President Ramaphosa dismisses opposition criticism on vaccine rollout

President Cyril Raphaosa faced tough questions from the EFF and the DA on government's vaccine rollout plan during a question and answer session in the National Assembly on Thursday.

FILE: President Cyril Ramaphosa. Picture: Abigail Javier/Eyewitness News

CAPE TOWN - President Cyril Ramaphosa has batted away opposition attacks over the pace of the country’s vaccine roll-out and dismissed criticism that he was more interested in the ANC’s factional battles than saving the lives of South Africans.

Ramaphosa answered questions in the National Assembly on a virtual platform on Thursday.

He came under attack from both the Democratic Alliance and the Economic Freedom Fighters during sometimes heated exchanges over the government’s ability to vaccinate 67% of the population against COVID-19 by the end of the year.
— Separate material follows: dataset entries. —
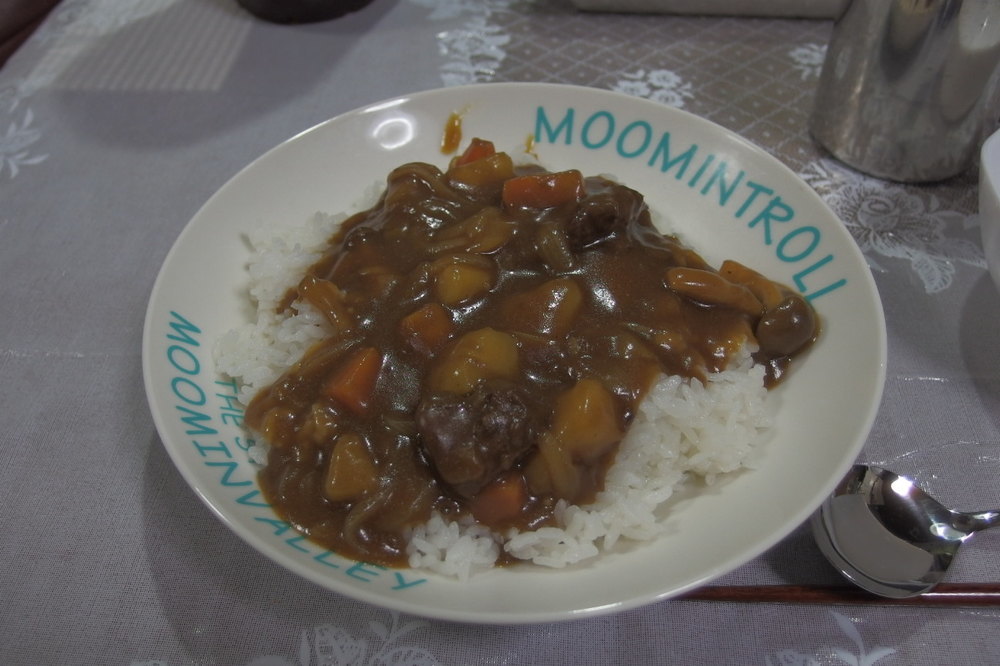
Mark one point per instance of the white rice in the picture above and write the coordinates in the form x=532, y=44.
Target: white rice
x=685, y=431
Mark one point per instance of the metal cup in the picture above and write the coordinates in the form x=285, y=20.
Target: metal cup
x=907, y=86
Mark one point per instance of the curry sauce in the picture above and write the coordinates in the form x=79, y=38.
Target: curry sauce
x=493, y=330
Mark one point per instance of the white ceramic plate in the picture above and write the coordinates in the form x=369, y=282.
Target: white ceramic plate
x=726, y=197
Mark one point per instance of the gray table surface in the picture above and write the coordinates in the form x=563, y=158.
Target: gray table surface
x=118, y=120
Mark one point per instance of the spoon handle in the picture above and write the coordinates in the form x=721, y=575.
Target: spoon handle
x=945, y=594
x=973, y=522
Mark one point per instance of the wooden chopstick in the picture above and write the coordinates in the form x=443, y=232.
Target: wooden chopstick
x=945, y=594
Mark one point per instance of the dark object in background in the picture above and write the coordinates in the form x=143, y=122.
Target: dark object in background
x=18, y=19
x=301, y=11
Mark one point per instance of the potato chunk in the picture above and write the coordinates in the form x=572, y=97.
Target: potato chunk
x=351, y=472
x=481, y=354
Ramaphosa said South Africa had procured enough vaccines to achieve population immunity and had a robust and comprehensive plan to roll it out – but that didn’t stop the opposition DA and EFF from going on the offensive.
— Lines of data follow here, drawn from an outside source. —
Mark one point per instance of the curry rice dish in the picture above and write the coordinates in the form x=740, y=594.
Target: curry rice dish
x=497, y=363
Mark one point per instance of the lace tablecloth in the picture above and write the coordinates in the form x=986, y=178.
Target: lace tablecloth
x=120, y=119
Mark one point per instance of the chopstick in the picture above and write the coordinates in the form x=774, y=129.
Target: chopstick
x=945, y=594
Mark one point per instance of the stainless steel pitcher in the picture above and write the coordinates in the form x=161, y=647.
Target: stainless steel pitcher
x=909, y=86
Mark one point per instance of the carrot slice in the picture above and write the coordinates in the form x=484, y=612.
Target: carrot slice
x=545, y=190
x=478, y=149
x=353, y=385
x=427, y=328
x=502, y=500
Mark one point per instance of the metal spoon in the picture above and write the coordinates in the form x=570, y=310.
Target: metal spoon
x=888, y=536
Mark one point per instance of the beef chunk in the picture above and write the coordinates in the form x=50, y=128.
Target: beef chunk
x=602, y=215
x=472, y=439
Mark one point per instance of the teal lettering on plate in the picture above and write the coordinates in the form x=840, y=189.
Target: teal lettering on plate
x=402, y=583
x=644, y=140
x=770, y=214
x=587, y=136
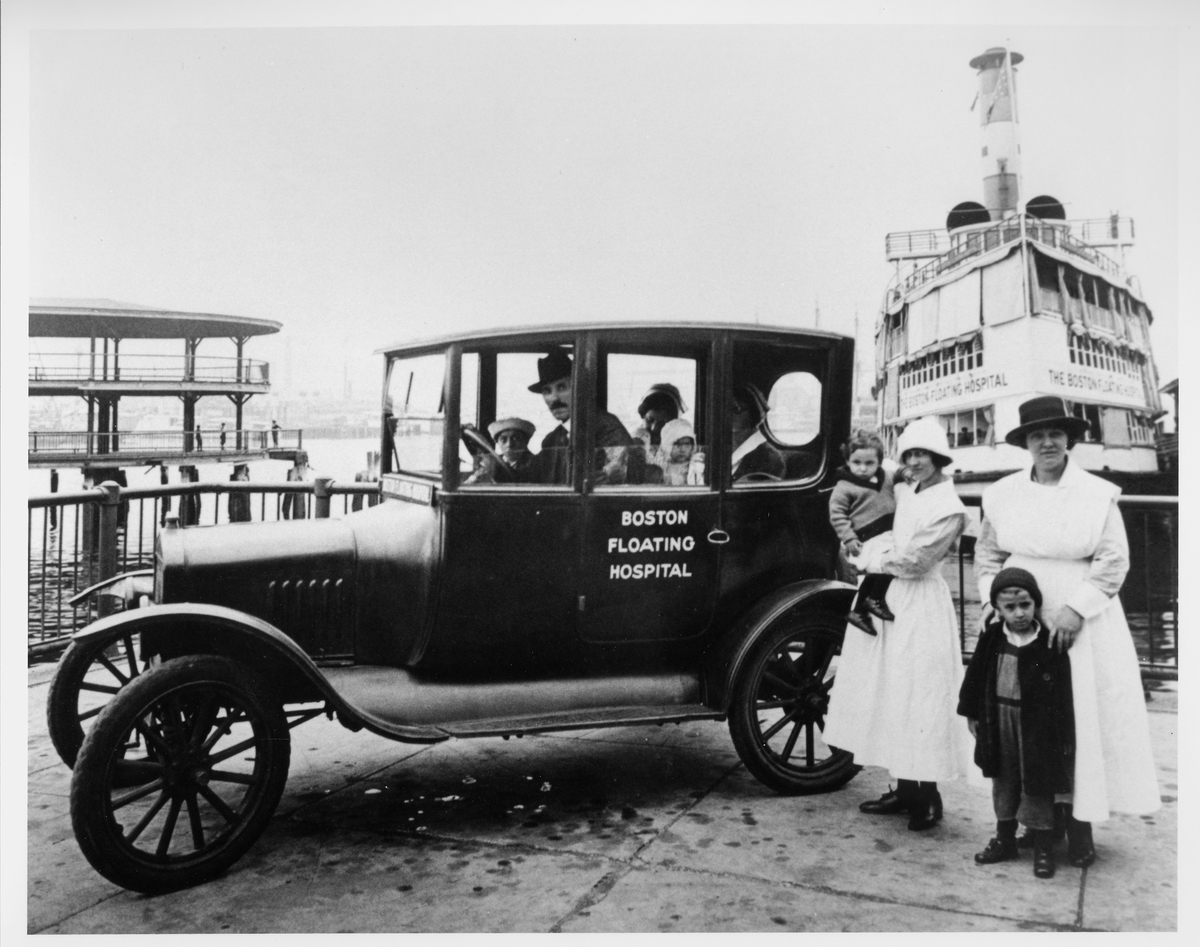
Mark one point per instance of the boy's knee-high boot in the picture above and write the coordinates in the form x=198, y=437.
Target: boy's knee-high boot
x=1080, y=850
x=1043, y=852
x=927, y=811
x=1061, y=819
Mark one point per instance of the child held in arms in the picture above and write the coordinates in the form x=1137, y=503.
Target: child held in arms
x=1018, y=702
x=861, y=509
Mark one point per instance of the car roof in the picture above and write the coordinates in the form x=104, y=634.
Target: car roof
x=779, y=331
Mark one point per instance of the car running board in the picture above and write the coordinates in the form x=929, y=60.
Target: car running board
x=394, y=699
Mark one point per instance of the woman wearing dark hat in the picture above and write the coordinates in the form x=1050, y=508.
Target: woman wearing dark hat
x=661, y=403
x=1062, y=525
x=754, y=456
x=894, y=700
DA leader John Steenhuisen complained that South Africa was lagging behind other countries in Africa and the world and accused Ramaphosa of paying more attention to ANC internal politicking.

“You’re busy waging a factional war while a third wave looms in South Africa,” shouted Steenhuisen in the National Assembly to the cheer of his benches.

Ramaphosa dismissed Steenhuisen’s reference to factional battles as “waffle”.

“What is happening in the ANC is also not your business – it is ANC business,” replied the president.

EFF leader Julius Malema asked whether Ramaphosa was putting vaccine transactions ahead of saving lives.

Ramaphosa said delays in the vaccination programme and registration of the Sputnik and Sinopharm vaccines were beyond the government’s control.

“We do not play games with the lives of the people, all this time during this pandemic we’ve been working out how best we can save the lives of our people.

"Some of us don’t sleep much, honourable Malema, we are continuously worried, concerned at how best we can secure the lives of the people,” responded Ramaphosa.